The devaluation of the Mexican peso, which went down as much as 50
percent against the dollar, was a mixed blessing. Though it lowered payroll
costs, which make up roughly 80 percent of a typical maquildora's operating
budget. It had several negative effects. For one the worker morale was
negatively affected. Also as stated above, a strong local market is crucial for
sustaining growth and profits. With the devaluation of the peso, auto sales in
Mexico dropped 70 percent in the months following that crisis, also, the price
of automobiles in Mexico went up 10 percent in pesos, despite being discounted
20 percent in dollar terms. Several U.S. firms are restructuring within Mexico
in response to that devaluation, which helps their exports out of Mexico, but
not their local market shares. They have announced cutbacks in production, and
an increase in payrolls for their Mexican labor in terms of the peso.

As a result, in 1994, vehicles that were destined for foreign sales
increased by 20.8 percent, while those for domestic sales dropped by 28.6
percent.

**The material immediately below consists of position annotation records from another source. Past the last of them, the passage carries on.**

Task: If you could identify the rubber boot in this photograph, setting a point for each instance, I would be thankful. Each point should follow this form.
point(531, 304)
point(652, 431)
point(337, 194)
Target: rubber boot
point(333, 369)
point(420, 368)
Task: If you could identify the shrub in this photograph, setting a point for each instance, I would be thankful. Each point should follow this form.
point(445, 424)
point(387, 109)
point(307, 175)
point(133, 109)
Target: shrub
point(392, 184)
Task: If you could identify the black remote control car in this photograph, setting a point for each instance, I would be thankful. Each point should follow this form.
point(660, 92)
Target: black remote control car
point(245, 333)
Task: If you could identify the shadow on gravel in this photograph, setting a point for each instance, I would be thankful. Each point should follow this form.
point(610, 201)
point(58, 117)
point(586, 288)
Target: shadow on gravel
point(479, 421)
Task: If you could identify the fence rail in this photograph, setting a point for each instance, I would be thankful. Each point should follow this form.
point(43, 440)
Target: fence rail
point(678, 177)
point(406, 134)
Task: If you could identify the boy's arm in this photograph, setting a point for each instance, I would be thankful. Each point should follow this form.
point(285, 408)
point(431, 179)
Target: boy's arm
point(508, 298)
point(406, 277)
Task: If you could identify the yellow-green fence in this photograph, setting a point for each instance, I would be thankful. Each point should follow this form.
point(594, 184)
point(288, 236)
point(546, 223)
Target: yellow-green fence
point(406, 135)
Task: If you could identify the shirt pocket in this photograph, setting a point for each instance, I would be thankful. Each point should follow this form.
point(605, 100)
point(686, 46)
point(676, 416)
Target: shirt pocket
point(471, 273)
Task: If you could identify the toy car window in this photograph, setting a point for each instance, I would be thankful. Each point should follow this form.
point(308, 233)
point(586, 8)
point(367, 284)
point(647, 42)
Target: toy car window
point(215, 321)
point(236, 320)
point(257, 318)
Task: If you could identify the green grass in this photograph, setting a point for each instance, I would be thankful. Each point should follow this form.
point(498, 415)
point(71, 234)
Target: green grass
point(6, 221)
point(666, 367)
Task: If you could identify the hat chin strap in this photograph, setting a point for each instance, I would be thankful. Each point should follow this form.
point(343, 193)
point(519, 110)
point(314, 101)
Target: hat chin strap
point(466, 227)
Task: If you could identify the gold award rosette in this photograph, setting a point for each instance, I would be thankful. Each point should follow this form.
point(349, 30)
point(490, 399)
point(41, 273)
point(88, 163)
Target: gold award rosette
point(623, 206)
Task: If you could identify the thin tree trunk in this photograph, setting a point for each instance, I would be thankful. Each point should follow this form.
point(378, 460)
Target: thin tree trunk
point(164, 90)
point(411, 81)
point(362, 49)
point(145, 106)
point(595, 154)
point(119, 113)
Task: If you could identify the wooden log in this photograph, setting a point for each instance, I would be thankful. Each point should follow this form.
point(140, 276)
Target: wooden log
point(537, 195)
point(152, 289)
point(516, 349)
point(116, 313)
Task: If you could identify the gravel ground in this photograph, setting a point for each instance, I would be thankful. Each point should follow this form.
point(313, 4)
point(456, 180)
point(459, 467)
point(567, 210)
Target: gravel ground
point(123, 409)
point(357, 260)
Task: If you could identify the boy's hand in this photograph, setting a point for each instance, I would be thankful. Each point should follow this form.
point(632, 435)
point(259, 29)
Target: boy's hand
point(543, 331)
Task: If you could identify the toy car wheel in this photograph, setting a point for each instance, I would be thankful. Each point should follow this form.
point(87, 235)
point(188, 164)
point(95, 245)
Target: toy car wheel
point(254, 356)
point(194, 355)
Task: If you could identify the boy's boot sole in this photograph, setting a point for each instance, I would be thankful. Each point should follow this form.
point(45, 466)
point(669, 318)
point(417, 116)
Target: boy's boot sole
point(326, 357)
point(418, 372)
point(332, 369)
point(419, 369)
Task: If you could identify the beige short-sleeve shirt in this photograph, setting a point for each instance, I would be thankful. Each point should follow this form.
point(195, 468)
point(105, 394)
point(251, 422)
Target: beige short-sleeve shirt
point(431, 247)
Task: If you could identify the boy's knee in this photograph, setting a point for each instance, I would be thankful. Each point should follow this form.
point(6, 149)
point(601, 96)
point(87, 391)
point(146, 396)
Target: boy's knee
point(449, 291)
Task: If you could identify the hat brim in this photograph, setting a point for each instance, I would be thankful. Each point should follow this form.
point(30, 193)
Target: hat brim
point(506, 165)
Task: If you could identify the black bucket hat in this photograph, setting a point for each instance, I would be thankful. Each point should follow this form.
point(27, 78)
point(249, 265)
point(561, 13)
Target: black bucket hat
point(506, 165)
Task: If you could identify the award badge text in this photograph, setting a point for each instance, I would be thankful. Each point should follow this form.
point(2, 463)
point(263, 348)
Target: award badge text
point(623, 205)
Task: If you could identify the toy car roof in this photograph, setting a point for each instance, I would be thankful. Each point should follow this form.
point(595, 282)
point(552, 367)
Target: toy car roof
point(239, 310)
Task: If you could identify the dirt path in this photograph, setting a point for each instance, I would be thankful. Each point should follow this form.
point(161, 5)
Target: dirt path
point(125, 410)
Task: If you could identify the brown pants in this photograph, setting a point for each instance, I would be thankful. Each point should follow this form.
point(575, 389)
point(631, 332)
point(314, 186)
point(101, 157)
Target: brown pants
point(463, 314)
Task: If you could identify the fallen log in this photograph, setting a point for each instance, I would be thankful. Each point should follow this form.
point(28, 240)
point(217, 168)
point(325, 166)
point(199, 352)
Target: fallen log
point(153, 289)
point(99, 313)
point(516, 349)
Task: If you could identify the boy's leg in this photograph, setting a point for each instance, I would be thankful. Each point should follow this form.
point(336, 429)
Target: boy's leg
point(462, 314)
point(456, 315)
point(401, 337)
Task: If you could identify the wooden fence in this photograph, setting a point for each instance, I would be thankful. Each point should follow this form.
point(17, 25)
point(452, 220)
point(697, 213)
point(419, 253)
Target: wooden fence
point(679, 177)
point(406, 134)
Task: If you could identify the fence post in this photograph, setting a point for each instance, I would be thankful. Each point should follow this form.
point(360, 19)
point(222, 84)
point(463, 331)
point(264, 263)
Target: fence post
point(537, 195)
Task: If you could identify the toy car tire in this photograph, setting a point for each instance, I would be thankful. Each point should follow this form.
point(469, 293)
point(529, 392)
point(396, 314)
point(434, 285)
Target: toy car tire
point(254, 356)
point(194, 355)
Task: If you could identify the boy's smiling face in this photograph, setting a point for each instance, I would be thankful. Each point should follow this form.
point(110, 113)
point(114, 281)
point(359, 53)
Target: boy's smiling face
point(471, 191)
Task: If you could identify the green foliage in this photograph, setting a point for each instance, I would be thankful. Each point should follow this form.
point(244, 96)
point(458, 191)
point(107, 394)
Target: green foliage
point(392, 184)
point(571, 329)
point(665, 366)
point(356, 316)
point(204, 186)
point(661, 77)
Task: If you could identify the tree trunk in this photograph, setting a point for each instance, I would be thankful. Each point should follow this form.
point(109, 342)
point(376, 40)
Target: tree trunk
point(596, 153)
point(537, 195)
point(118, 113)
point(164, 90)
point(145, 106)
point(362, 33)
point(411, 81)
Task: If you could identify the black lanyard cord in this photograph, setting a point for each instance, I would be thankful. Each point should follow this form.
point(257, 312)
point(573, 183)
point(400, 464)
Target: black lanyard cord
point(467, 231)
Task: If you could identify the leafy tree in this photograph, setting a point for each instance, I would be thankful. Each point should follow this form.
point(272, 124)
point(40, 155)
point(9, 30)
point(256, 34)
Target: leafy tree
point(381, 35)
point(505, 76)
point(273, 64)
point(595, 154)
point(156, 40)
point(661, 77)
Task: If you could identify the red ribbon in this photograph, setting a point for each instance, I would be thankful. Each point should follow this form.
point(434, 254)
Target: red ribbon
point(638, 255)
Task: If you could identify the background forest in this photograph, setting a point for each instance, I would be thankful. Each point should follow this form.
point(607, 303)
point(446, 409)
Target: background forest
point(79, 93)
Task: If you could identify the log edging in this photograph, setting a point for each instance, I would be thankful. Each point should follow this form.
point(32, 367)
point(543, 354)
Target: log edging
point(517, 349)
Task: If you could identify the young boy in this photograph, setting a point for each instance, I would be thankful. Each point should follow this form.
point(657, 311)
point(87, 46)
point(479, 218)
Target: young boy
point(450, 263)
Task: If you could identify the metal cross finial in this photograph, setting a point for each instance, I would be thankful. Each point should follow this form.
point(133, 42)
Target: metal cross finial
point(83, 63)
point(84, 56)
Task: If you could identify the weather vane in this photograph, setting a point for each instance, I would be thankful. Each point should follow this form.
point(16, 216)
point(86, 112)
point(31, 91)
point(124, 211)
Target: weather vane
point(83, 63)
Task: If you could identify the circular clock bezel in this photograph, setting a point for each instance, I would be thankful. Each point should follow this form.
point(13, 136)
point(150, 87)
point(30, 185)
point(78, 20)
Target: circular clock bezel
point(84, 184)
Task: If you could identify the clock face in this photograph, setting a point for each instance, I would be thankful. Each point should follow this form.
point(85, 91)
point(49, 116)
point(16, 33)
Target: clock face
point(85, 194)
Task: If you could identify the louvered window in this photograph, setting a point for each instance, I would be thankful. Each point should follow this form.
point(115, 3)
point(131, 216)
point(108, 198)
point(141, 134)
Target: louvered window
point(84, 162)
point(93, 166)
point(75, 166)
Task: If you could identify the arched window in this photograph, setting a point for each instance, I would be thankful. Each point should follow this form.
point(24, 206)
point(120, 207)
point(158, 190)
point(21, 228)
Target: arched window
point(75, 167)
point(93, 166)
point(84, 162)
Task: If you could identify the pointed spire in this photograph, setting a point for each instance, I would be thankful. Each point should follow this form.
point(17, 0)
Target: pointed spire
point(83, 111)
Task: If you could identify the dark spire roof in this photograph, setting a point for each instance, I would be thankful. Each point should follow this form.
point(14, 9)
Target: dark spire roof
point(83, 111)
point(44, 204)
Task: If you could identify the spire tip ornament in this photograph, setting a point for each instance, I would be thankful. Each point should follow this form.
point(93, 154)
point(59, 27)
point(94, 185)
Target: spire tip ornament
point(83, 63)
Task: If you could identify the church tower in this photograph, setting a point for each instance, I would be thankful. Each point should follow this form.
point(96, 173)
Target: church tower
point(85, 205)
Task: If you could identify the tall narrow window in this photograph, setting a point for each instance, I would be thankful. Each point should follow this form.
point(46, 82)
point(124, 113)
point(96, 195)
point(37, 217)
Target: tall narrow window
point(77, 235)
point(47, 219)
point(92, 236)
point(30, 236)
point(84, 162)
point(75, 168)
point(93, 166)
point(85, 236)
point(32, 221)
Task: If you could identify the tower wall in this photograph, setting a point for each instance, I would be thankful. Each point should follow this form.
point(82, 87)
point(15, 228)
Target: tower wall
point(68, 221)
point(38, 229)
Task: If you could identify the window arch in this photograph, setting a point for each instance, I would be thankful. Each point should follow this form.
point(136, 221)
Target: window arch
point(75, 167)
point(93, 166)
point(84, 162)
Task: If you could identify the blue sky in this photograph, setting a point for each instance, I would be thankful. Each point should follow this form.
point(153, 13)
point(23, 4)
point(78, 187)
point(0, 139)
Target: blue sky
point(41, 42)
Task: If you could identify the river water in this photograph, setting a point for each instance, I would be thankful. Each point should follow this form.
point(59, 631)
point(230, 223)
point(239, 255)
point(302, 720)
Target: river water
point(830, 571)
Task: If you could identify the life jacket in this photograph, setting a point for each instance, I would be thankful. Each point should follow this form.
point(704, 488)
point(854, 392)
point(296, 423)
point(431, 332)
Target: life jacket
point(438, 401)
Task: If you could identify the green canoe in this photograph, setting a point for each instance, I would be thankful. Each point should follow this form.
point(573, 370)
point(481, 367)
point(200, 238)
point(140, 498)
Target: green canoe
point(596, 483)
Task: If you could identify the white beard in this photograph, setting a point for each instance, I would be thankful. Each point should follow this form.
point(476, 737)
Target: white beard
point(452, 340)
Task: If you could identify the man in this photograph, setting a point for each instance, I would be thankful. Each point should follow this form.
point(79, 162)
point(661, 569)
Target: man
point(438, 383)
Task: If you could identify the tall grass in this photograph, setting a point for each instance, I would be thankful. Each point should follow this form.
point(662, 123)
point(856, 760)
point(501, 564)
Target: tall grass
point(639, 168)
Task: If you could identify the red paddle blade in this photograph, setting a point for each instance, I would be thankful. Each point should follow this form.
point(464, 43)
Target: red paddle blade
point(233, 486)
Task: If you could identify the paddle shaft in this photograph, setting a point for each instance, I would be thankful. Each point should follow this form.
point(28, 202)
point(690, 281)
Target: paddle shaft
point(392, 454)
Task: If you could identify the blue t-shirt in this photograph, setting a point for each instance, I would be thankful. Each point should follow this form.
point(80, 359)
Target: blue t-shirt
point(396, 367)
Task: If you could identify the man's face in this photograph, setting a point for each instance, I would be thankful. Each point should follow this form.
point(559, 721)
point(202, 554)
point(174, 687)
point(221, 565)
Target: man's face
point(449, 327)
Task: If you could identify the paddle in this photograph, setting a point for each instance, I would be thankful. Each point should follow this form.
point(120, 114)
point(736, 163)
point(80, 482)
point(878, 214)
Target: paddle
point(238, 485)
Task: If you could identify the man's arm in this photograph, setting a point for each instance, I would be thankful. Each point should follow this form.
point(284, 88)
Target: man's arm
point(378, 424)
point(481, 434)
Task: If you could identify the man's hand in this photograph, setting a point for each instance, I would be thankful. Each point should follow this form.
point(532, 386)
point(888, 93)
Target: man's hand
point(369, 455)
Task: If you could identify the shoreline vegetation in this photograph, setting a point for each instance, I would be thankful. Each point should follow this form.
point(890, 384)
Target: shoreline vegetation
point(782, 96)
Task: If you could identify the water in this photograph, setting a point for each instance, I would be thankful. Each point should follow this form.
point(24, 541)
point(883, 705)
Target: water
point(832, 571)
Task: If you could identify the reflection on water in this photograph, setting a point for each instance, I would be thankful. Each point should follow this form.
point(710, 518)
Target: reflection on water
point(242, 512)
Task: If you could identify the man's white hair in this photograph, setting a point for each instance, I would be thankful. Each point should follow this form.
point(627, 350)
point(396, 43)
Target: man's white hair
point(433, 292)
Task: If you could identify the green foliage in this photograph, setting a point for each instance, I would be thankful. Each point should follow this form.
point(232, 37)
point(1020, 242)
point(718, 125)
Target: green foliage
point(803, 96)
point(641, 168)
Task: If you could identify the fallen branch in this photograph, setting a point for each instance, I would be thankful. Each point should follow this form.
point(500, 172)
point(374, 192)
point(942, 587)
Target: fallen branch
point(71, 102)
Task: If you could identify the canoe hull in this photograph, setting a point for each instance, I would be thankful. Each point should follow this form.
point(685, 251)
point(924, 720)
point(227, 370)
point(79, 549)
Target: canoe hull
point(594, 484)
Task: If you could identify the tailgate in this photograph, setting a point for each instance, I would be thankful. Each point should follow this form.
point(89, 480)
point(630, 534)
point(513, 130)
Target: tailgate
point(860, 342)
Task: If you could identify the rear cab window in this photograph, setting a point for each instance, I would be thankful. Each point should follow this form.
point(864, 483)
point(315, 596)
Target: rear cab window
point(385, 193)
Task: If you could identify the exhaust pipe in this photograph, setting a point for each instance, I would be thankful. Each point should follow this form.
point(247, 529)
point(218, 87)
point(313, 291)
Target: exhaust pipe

And in 1995, export production jumped to 700,280 vehicles, while
production for Mexico shrank to 373,210 vehicles.

All of these factors have deteriorated some of Mexico's automobile
investment prospects. For example, Thrall Car Manufacturing, an Illinois-based
rail-car builder, has put a hold on plans to start operations in Mexico. Most
firms in the United States and Canada are adopting a more cautious attitude on
business ventures in Mexico. Some of the reasons are the uncertainty of NAFTA
benefits, Mexico's unstable financial exchanges, and the devaluation of the peso.
The devaluation, more than anything else, is the real stumbling block for any
company considering a Mexico venture. Most Mexican based firms have a dollar-
based debt but peso-based profits. When the peso loses value, repaying the debt
becomes a major task. Also current interest rates offered by Mexican banks
fluctuate between 20 percent to 60 percent. While U.S. banks offer some relief,
with a rate of 16 percent to 17 percent, it is still a counter productive rate.
Most businesses cannot support a debt of 17 percent and still survive.

As can be seen there major advantages, along with many risks for U.S.
firms to open a plant in Mexico. There are ways for minimizing the risks, such
as raising the capital abroad and undertaking local partners. But in general the
outlook for the Mexican market should be a cautious one until the full effects
of the NAFTA agreement are realized.


Higgs, Richard. "Mexico a lucrative market for U.S. suppliers, consultant says"
Automobile News Feb 13th 1995: 86.

" Economic woes take toll on Mexican workers" Automotive News Feb 13th 1995: 86.

Jenkins, Rhys. " The political economy of industrial policy: automobile
manufacture in the nearly industrializing countries" Cambridge Journal of
Economics 19 (1995): 625-636.

"NAFTA fans trade fire for U.S. auto suppliers" Rubber-and-Plastic-News-II Dec
13th 1993: 4.

" NAFTA's effect on the Mexican Economy." Risk Management Jan 1994: 32.

"Weak peso applies brakes in Mexico" Wards-automotive-Reports Jan 16th 1995: 1.